Der Form wieder zu ihrem Recht zu verhelfen, muß die fundamentale Aufgabe unserer Zeit, muß der Inhalt namentlich jeder künstlerischen Reformarbeit sein, um die es sich heute handeln kann. Der glückliche Verlauf der kunstgewerblichen Bewegung, die die innere Ausstattung unserer Räume neu gebildet, die den Spezialgewerben neues Leben eingehaucht und der Architektur fruchtreiche Anregung gegeben hat, kann nur als kleines Vorspiel dessen betrachtet werden, was noch kommen muß. Denn trotz allem, was wir erreicht haben, waten wir noch bis an die Knie in Formverwilderung. Bedarf es dafür eines Beweises, so sei auf die Tatsache hingewiesen, daß täglich und stündlich unser Land noch mit Bauerzeugnissen minderwertigsten Charakters bedeckt wird, mit Erzeugnissen, die unserer Zeit unwürdig sind und die der Nachwelt eine nur allzu beredte Sprache von der Unkultur unserer Tage reden müssen. Was hat es aber für einen Sinn, von Erfolgen zu sprechen, solange dies noch der Fall ist? Gibt es ein treffenderes Zeugnis für den Geschmack eines Volkes als die Architekturgebilde, mit denen es seine Straßen und Ortschaften besetzt? Was wollte es demgegenüber heißen, wenn wir beweisen könnten, daß heute bereits die Kräfte für eine anständige architektonische Gestaltung vorhanden seien, daß diese Kräfte nur nicht an die Aufgaben herangelangten?

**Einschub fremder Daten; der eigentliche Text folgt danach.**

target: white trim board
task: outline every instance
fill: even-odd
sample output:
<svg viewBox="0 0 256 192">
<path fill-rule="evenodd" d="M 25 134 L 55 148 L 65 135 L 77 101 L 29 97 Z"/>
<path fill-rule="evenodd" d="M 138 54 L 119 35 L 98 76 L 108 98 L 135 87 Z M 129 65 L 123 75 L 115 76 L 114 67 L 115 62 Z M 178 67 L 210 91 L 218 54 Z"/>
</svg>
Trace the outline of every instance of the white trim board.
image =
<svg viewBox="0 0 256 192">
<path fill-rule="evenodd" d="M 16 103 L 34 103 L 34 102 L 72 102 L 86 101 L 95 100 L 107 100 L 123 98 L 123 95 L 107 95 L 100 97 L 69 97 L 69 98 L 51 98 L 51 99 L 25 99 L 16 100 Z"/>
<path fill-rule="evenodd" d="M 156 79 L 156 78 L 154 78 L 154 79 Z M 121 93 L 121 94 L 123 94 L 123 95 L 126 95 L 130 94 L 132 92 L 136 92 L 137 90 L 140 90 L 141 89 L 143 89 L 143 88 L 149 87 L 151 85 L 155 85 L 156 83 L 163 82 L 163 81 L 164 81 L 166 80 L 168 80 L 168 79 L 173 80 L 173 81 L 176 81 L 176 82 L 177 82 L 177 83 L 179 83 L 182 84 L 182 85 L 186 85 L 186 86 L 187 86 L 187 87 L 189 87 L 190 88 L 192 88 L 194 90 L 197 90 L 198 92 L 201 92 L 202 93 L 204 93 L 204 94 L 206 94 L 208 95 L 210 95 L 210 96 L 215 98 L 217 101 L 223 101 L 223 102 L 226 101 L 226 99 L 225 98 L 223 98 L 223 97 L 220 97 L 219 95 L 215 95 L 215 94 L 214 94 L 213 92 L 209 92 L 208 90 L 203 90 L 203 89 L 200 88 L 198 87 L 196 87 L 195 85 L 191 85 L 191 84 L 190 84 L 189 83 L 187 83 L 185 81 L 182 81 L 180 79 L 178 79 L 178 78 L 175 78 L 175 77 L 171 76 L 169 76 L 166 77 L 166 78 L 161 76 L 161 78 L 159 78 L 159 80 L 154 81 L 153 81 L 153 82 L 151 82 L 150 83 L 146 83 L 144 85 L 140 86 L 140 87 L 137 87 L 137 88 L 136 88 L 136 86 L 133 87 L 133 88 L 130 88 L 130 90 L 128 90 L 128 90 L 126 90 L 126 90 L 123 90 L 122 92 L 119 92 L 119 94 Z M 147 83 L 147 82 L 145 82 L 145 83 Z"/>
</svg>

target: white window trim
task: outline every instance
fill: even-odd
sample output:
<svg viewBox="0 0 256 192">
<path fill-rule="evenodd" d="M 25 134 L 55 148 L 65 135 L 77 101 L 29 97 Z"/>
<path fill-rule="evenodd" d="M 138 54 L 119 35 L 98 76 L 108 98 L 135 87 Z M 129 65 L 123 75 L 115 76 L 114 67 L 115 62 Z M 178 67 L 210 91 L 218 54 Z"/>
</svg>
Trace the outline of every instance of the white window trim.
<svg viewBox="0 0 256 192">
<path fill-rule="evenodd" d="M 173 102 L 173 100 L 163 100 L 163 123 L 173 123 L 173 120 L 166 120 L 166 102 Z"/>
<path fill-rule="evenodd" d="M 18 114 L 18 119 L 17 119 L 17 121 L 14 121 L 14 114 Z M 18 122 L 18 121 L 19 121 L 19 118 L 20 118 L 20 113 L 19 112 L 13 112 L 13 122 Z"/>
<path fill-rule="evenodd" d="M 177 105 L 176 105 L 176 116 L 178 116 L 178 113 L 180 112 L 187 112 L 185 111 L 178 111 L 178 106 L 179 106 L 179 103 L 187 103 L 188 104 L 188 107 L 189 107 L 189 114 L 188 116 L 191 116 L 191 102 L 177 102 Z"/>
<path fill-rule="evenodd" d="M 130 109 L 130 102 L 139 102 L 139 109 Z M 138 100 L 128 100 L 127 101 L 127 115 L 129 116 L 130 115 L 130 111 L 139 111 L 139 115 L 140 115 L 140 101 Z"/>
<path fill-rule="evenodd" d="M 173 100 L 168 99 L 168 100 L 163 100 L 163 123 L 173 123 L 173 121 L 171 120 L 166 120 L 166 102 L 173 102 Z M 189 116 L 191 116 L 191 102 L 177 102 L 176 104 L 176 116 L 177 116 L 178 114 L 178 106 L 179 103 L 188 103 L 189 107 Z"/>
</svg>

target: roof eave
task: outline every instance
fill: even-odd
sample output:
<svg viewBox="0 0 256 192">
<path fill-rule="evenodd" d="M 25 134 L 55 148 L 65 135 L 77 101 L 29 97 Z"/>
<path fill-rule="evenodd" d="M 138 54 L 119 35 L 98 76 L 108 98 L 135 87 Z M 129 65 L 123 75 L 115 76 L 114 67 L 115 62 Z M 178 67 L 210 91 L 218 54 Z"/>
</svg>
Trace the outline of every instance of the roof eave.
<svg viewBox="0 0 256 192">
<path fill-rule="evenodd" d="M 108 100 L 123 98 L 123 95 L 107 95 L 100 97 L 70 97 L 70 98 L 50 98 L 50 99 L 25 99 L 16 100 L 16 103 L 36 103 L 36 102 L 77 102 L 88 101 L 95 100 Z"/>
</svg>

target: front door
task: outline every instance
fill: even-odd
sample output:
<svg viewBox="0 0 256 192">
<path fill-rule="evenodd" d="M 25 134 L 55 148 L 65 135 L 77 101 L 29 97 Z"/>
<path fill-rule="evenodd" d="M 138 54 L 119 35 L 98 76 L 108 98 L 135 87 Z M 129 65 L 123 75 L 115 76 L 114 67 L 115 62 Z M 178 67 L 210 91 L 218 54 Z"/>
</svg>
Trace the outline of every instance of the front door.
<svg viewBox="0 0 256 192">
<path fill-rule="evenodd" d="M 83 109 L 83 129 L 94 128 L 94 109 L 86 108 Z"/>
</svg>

Eben daß sie nicht herangelangen, bezeichnet den Kulturstand der Zeit. Eben daß Tausende und aber Tausende unseres Volkes nicht nur an diesem Verbrechen gegen die Form empfindungslos vorübergehen, sondern daß sie als Bauherren durch die Wahl ungeeigneter Berater noch zu ihrer Vermehrung beitragen, eben das ist das untrügliche Zeugnis für den Tiefstand unseres Formgefühls und damit unserer künstlerischen Kultur überhaupt.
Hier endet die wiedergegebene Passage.